NAPA Study Underway on Surveying and Mapping The National Academy of Public Administration (NAPA) is conducting a broad study of federal surveying and mapping activities across the federal government in order to determine the appropriate federal role and establish which functions can be carried out by the private sector. The study was prompted in part by efforts in the last Congress to privatize mapping functions in the Department of the Interior and other agencies. Several agencies, including the U.S. Geological Survey, are funding the study, which is chaired by Edward David, a former presidential science advisor. Recently, GAP staff met with representatives from NAPA to discuss the geoscience implications of the study and to provide background on congressional activity in this area. A one-page description of the study along with a participant list are available from GAP.

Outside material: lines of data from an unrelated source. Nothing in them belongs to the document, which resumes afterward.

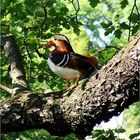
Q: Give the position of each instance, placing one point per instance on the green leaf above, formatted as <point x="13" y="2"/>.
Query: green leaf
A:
<point x="106" y="24"/>
<point x="134" y="135"/>
<point x="118" y="33"/>
<point x="124" y="25"/>
<point x="135" y="29"/>
<point x="119" y="130"/>
<point x="134" y="18"/>
<point x="109" y="30"/>
<point x="94" y="3"/>
<point x="123" y="3"/>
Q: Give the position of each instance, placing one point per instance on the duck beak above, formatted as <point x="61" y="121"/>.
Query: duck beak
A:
<point x="49" y="44"/>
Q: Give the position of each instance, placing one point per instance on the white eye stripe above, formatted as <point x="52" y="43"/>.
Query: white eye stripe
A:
<point x="61" y="37"/>
<point x="65" y="60"/>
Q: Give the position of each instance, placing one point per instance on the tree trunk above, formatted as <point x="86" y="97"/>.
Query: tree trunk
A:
<point x="108" y="93"/>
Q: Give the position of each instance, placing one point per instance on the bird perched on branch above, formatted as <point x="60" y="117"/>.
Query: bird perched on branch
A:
<point x="64" y="62"/>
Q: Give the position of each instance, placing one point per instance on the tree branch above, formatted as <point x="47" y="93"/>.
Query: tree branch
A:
<point x="102" y="96"/>
<point x="17" y="72"/>
<point x="9" y="90"/>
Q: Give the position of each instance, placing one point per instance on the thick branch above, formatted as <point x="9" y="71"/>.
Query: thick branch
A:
<point x="17" y="72"/>
<point x="9" y="90"/>
<point x="104" y="95"/>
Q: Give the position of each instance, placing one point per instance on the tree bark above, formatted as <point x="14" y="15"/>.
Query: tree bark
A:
<point x="108" y="93"/>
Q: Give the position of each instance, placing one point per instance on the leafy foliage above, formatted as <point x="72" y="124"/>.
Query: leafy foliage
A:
<point x="94" y="27"/>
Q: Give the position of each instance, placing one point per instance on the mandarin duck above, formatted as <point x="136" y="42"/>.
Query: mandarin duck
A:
<point x="64" y="62"/>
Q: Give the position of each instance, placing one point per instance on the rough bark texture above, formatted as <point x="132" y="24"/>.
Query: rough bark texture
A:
<point x="102" y="96"/>
<point x="17" y="72"/>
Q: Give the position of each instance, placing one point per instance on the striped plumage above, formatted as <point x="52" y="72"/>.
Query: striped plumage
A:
<point x="64" y="62"/>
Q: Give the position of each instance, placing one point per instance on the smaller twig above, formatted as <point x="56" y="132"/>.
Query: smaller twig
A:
<point x="8" y="90"/>
<point x="39" y="54"/>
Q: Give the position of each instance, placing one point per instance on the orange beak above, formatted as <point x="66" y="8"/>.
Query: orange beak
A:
<point x="49" y="44"/>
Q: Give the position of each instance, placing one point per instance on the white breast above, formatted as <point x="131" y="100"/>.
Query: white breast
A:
<point x="63" y="72"/>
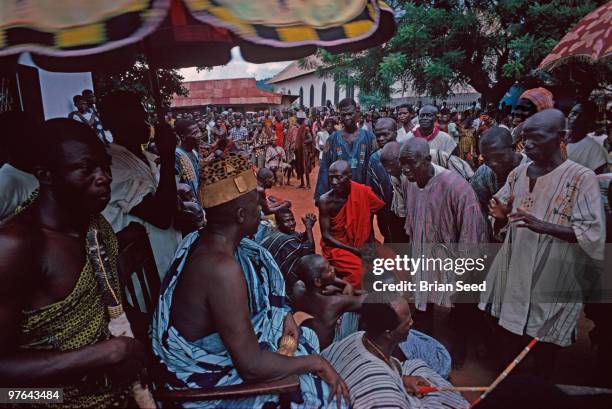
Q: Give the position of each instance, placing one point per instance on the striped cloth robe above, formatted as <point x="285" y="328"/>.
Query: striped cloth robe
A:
<point x="373" y="384"/>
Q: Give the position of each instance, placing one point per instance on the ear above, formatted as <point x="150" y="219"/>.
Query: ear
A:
<point x="43" y="175"/>
<point x="240" y="215"/>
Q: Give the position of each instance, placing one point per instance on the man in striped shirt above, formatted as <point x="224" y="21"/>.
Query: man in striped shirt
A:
<point x="374" y="377"/>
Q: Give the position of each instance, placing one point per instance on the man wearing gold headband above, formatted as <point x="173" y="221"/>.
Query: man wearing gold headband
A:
<point x="222" y="308"/>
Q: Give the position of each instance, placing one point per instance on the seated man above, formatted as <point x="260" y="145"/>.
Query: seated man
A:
<point x="326" y="297"/>
<point x="346" y="213"/>
<point x="54" y="322"/>
<point x="334" y="306"/>
<point x="286" y="245"/>
<point x="222" y="311"/>
<point x="269" y="205"/>
<point x="364" y="359"/>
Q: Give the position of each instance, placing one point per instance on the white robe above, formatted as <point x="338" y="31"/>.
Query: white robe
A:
<point x="132" y="181"/>
<point x="535" y="275"/>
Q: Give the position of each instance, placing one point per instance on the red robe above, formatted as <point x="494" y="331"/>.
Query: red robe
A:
<point x="352" y="226"/>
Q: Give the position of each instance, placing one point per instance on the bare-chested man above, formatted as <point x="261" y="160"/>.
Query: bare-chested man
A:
<point x="54" y="323"/>
<point x="217" y="322"/>
<point x="346" y="222"/>
<point x="324" y="296"/>
<point x="269" y="205"/>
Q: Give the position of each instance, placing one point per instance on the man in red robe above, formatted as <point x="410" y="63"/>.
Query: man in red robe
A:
<point x="345" y="214"/>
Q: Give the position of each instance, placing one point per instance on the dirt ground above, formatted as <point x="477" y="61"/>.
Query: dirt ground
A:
<point x="574" y="365"/>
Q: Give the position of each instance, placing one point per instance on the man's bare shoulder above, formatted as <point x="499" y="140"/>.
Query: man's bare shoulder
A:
<point x="213" y="266"/>
<point x="20" y="244"/>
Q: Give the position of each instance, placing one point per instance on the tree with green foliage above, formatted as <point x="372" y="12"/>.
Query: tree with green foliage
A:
<point x="138" y="79"/>
<point x="441" y="45"/>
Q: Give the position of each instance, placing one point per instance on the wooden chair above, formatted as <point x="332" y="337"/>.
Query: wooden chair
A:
<point x="136" y="261"/>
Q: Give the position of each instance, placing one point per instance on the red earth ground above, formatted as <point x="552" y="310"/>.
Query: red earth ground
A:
<point x="574" y="365"/>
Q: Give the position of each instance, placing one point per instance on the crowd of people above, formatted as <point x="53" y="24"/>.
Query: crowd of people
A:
<point x="235" y="271"/>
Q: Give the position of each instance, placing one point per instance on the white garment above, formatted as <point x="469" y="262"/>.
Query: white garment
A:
<point x="588" y="153"/>
<point x="16" y="187"/>
<point x="132" y="181"/>
<point x="442" y="142"/>
<point x="533" y="276"/>
<point x="321" y="139"/>
<point x="600" y="139"/>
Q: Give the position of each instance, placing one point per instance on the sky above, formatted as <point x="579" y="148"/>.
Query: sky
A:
<point x="236" y="68"/>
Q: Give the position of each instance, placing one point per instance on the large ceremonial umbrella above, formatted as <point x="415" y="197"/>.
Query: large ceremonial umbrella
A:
<point x="590" y="40"/>
<point x="77" y="35"/>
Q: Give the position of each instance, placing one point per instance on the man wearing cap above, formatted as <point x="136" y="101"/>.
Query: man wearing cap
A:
<point x="222" y="307"/>
<point x="351" y="144"/>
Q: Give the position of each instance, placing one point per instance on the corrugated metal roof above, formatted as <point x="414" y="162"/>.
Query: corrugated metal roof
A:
<point x="294" y="70"/>
<point x="235" y="91"/>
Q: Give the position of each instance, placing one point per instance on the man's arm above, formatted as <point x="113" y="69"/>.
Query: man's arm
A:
<point x="325" y="224"/>
<point x="26" y="367"/>
<point x="230" y="314"/>
<point x="158" y="208"/>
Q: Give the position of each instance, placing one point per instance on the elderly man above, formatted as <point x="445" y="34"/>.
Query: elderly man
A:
<point x="187" y="154"/>
<point x="581" y="149"/>
<point x="405" y="115"/>
<point x="389" y="157"/>
<point x="442" y="215"/>
<point x="429" y="131"/>
<point x="440" y="208"/>
<point x="378" y="178"/>
<point x="556" y="224"/>
<point x="374" y="376"/>
<point x="142" y="191"/>
<point x="55" y="325"/>
<point x="345" y="214"/>
<point x="286" y="245"/>
<point x="531" y="101"/>
<point x="351" y="144"/>
<point x="222" y="308"/>
<point x="499" y="159"/>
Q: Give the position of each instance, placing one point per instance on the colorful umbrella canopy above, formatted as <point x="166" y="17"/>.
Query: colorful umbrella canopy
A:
<point x="590" y="40"/>
<point x="75" y="35"/>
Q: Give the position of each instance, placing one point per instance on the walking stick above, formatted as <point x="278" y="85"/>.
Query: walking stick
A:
<point x="541" y="334"/>
<point x="119" y="324"/>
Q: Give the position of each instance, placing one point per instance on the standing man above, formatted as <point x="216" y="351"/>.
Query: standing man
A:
<point x="405" y="114"/>
<point x="440" y="208"/>
<point x="389" y="157"/>
<point x="187" y="154"/>
<point x="500" y="159"/>
<point x="556" y="223"/>
<point x="429" y="131"/>
<point x="141" y="191"/>
<point x="54" y="322"/>
<point x="304" y="154"/>
<point x="96" y="124"/>
<point x="352" y="144"/>
<point x="345" y="214"/>
<point x="378" y="178"/>
<point x="222" y="309"/>
<point x="580" y="148"/>
<point x="17" y="183"/>
<point x="239" y="133"/>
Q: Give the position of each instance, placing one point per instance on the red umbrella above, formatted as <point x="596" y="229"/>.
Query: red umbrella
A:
<point x="590" y="40"/>
<point x="72" y="35"/>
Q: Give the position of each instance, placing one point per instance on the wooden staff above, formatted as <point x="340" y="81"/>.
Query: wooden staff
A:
<point x="119" y="324"/>
<point x="287" y="345"/>
<point x="541" y="334"/>
<point x="431" y="389"/>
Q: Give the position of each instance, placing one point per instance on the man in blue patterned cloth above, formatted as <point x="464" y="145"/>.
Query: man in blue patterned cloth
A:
<point x="222" y="307"/>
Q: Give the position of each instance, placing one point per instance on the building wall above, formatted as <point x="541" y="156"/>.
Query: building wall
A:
<point x="58" y="88"/>
<point x="305" y="82"/>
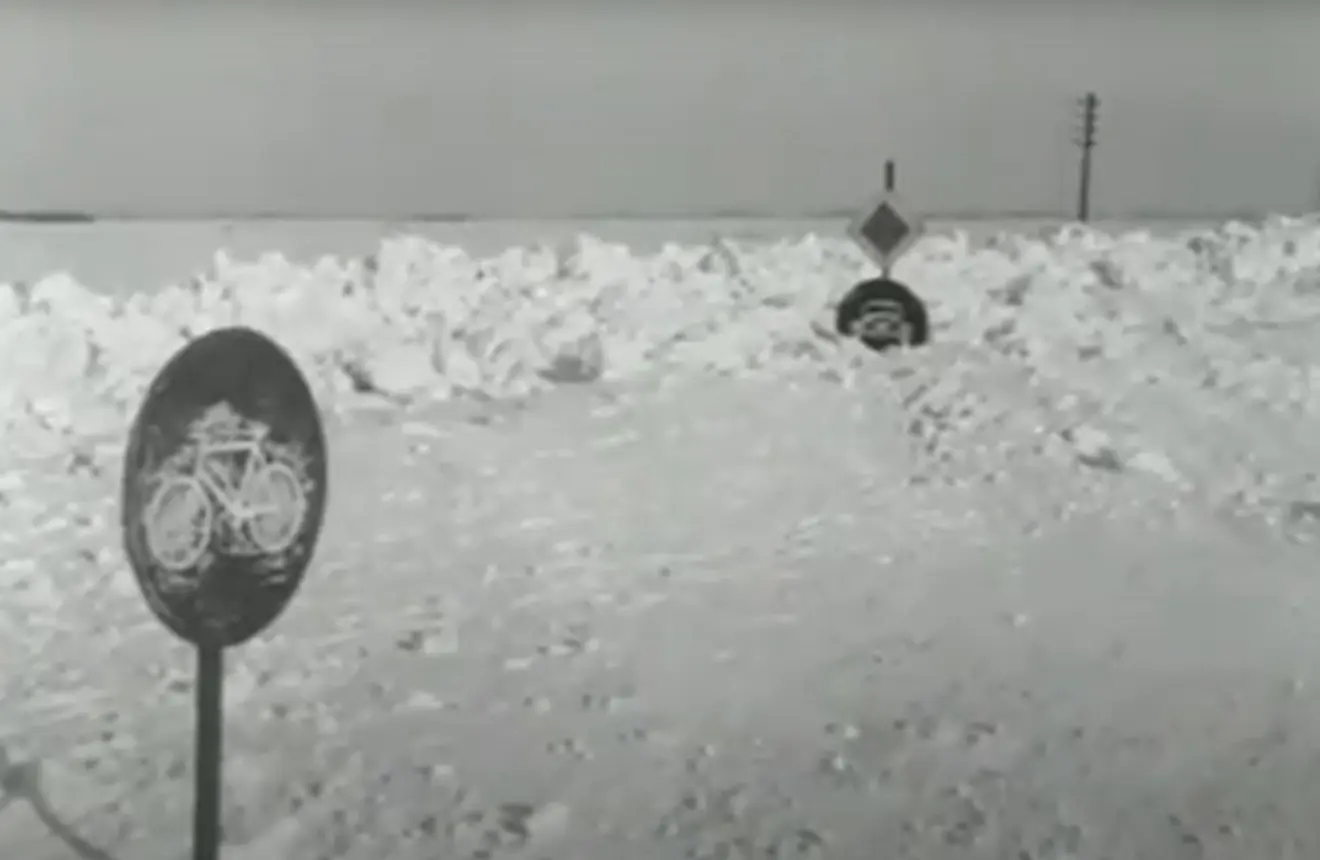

Tentative Schedule of Upcoming GAP Activities
Feb. 2-3 AAPG Day Tulsa OK Feb. 13-17 AAAS Annual Mtg. Seattle WA Feb. 19-20 AGU Cmte. on Public Affairs Washington DC Feb. 23-24 Advisory Cmte. meeting Alexandria VA
Committee Meeting Schedule The next GAP Advisory Committee meeting will be at AGI headquarters on February 23-24. A preliminary agenda is being mailed this week. The date for the advisory committee's meeting at the AAPG Annual Convention in Dallas has also been set: Wednesday, April 9th from 7:30 to 9:30 a.m.